Modeling the Global Circuit Response to Solar Activity

模拟全球电路对太阳活动的响应

• 批准号: 0242827
• 负责人: Brian Tinsley
• 金额: $ 30.59万
• 依托单位: University of Texas at Dallas
• 依托单位国家: 美国
• 项目类别: Continuing Grant
• 财政年份: 2003
• 资助国家: 美国
• 起止时间: 2003-08-01 至 2009-07-31
• 项目状态: 已结题
• 来源: https://www.nsf.gov/awardsearch/showAward?AWD_ID=0242827&HistoricalAwards=false
• 关键词: Modeling; Global; Circuit; Response; Solar

The investigators will develop a model of the distribution of current flow in the return path of the global electric circuit. The model will incorporate effects of stratospheric clouds and aerosols, energetic electron precipitation, tropospheric clouds, and atmospheric electricity. The goal is to improve understanding of the global circuit including approximations and influences not treated in existing models. Tropospheric clouds create a high resistance that impedes downward current flow and increases ionospheric potential that increases the current flow in fair weather regions. Stratospheric aerosols reduce ion mobility and increase recombination and resistivity. These similarly increase ionospheric potential and redistribute the current flow into latitude bands where there is a lower concentration of stratospheric aerosols. Polar stratospheric clouds may have the same effect in the locations and at the times they are present. Energetic electron precipitation also modulates the stratospheric resistivity variations. The investigators will model the latitudinal variations of these effects and compare the model output with observations. The work will be valuable for understanding the observations of changes in current flow in response to solar activity. This is important for understanding the role of solar variability in global climate change.
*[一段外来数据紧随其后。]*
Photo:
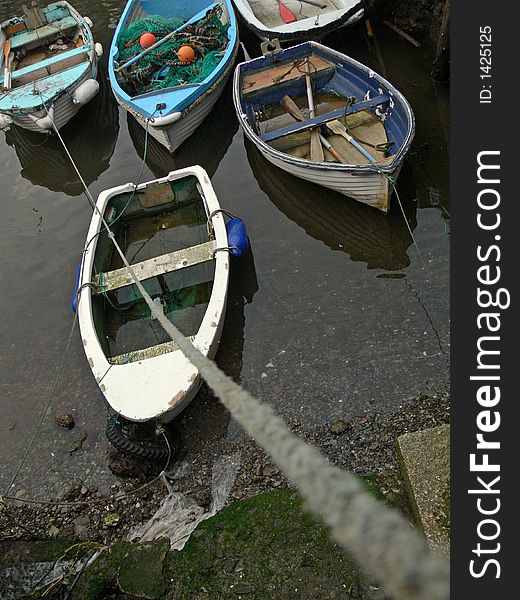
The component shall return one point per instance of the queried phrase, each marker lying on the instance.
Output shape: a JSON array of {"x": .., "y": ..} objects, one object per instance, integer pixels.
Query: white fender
[
  {"x": 45, "y": 122},
  {"x": 85, "y": 92},
  {"x": 166, "y": 120},
  {"x": 5, "y": 121}
]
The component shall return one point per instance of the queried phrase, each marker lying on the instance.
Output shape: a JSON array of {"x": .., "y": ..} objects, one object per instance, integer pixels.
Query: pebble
[
  {"x": 338, "y": 427},
  {"x": 64, "y": 420}
]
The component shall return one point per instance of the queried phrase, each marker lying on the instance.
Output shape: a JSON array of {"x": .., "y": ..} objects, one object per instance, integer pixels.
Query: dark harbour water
[{"x": 331, "y": 315}]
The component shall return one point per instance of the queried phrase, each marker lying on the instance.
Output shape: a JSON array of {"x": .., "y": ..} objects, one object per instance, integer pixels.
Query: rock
[
  {"x": 111, "y": 520},
  {"x": 202, "y": 497},
  {"x": 64, "y": 420},
  {"x": 269, "y": 471},
  {"x": 73, "y": 490},
  {"x": 243, "y": 589},
  {"x": 229, "y": 565},
  {"x": 338, "y": 427},
  {"x": 81, "y": 525}
]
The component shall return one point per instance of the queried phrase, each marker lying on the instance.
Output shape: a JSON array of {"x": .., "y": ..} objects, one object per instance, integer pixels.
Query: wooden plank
[
  {"x": 136, "y": 355},
  {"x": 264, "y": 79},
  {"x": 41, "y": 33},
  {"x": 320, "y": 119},
  {"x": 402, "y": 33},
  {"x": 52, "y": 60},
  {"x": 166, "y": 263},
  {"x": 14, "y": 28}
]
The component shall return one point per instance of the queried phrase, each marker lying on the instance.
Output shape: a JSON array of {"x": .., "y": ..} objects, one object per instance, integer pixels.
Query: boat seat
[
  {"x": 37, "y": 35},
  {"x": 166, "y": 263},
  {"x": 136, "y": 355},
  {"x": 299, "y": 126},
  {"x": 262, "y": 80},
  {"x": 54, "y": 64}
]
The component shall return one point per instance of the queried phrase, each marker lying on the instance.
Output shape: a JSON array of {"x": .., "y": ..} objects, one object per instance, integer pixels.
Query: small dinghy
[
  {"x": 49, "y": 67},
  {"x": 298, "y": 20},
  {"x": 169, "y": 63},
  {"x": 170, "y": 230},
  {"x": 47, "y": 164},
  {"x": 325, "y": 118}
]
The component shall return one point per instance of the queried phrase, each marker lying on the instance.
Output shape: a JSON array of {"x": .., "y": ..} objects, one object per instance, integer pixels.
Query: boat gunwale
[{"x": 326, "y": 166}]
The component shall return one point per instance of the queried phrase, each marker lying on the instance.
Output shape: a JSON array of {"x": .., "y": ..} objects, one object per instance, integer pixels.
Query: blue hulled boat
[
  {"x": 364, "y": 124},
  {"x": 168, "y": 97}
]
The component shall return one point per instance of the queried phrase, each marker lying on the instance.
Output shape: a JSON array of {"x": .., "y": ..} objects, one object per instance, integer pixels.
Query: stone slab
[{"x": 425, "y": 463}]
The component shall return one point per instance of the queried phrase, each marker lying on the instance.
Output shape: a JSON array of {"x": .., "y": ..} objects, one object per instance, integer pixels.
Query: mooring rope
[{"x": 380, "y": 540}]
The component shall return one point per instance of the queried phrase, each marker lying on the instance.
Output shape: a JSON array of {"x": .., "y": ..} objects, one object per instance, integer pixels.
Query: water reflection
[
  {"x": 205, "y": 147},
  {"x": 90, "y": 137},
  {"x": 381, "y": 241}
]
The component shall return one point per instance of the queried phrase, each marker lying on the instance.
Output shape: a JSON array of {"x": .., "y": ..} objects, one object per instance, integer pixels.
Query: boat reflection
[
  {"x": 90, "y": 137},
  {"x": 205, "y": 147},
  {"x": 365, "y": 234}
]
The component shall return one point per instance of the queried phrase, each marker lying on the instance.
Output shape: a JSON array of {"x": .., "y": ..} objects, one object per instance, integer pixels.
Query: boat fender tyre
[
  {"x": 85, "y": 92},
  {"x": 139, "y": 449}
]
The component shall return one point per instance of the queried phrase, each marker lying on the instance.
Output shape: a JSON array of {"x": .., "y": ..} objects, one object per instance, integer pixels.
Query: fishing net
[{"x": 161, "y": 67}]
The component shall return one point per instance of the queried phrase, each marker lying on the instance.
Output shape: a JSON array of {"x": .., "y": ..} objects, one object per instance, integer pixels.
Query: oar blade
[
  {"x": 292, "y": 108},
  {"x": 286, "y": 14},
  {"x": 316, "y": 147}
]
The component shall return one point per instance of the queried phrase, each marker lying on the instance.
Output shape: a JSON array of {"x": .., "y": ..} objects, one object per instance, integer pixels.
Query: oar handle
[{"x": 364, "y": 152}]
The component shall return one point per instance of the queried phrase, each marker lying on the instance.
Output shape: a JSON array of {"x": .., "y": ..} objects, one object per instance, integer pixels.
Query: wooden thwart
[
  {"x": 321, "y": 119},
  {"x": 264, "y": 79},
  {"x": 137, "y": 355},
  {"x": 166, "y": 263}
]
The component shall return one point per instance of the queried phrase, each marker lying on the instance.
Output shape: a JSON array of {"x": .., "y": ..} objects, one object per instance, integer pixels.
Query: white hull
[
  {"x": 172, "y": 136},
  {"x": 64, "y": 109},
  {"x": 363, "y": 182},
  {"x": 156, "y": 385},
  {"x": 370, "y": 188},
  {"x": 263, "y": 18}
]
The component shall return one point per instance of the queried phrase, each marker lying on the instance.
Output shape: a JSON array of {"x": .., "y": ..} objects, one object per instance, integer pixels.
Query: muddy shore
[{"x": 365, "y": 446}]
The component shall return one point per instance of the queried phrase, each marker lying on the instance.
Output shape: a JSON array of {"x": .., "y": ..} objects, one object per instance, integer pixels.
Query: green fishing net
[{"x": 161, "y": 67}]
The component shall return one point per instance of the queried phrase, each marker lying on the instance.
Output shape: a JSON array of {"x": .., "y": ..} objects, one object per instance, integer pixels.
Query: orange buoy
[
  {"x": 147, "y": 40},
  {"x": 186, "y": 54}
]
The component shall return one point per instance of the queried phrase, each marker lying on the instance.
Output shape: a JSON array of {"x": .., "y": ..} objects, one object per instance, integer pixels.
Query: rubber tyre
[{"x": 140, "y": 449}]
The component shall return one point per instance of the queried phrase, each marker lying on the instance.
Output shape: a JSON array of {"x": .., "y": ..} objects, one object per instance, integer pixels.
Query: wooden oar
[
  {"x": 316, "y": 149},
  {"x": 317, "y": 4},
  {"x": 7, "y": 52},
  {"x": 193, "y": 19},
  {"x": 292, "y": 108},
  {"x": 287, "y": 15},
  {"x": 339, "y": 129}
]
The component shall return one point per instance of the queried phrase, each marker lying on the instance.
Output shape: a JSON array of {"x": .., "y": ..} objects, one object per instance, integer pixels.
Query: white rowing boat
[
  {"x": 311, "y": 21},
  {"x": 162, "y": 227},
  {"x": 375, "y": 122}
]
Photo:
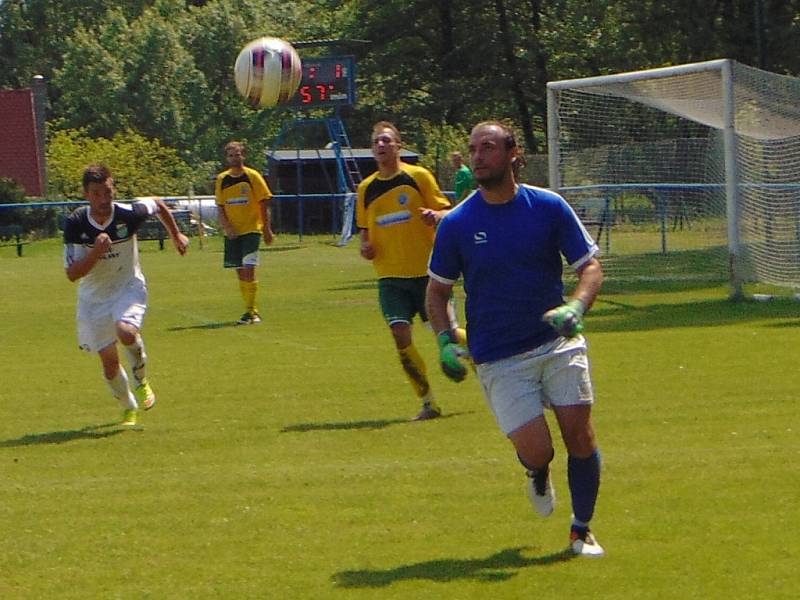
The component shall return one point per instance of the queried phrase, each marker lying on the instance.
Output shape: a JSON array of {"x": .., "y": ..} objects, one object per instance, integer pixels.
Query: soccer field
[{"x": 279, "y": 461}]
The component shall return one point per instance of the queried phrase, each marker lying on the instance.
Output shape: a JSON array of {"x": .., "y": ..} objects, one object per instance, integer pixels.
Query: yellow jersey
[
  {"x": 389, "y": 209},
  {"x": 241, "y": 195}
]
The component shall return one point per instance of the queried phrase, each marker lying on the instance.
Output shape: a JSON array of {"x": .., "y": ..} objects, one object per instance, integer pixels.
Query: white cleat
[
  {"x": 544, "y": 503},
  {"x": 585, "y": 545}
]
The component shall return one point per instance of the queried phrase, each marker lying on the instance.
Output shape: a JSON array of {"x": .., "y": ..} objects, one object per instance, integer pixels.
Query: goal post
[{"x": 710, "y": 147}]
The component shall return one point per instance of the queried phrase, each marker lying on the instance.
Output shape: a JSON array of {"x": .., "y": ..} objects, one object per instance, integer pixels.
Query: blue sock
[{"x": 584, "y": 482}]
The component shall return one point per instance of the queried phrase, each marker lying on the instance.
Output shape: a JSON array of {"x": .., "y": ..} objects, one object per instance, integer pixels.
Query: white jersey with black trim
[{"x": 111, "y": 274}]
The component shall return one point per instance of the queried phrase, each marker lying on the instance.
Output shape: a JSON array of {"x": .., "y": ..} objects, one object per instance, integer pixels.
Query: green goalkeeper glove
[
  {"x": 450, "y": 355},
  {"x": 566, "y": 319}
]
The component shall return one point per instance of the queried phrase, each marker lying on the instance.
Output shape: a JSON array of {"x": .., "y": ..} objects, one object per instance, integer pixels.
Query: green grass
[{"x": 279, "y": 463}]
研究人员将开发一个在全球电路返回路径中电流流量分布的模型。 该模型将结合平流层云和气溶胶，能量电子沉淀，对流层云和大气电的影响。 目的是提高对全球电路的理解，包括在现有模型中未经处理的近似值和影响。 对流层云会产生高电阻，从而阻碍向下的电流流动并增加电离层电位，从而增加了天气晴朗区域的电流流量。 平流层气溶胶降低离子迁移率并增加重组和电阻率。 这些类似地增加了电离层电位，并将电流流重新分布到纬度带中，在平流层气溶胶浓度较低的情况下。 极地平流层云在位置和存在的时间可能具有相同的效果。 能量电子沉淀还调节了平流层电阻率的变化。 研究人员将对这些效果的纬度变化进行建模，并将模型输出与观察结果进行比较。 这项工作对于理解响应太阳能活动的当前流动变化的观察将是有价值的。 这对于理解太阳变异性在全球气候变化中的作用很重要。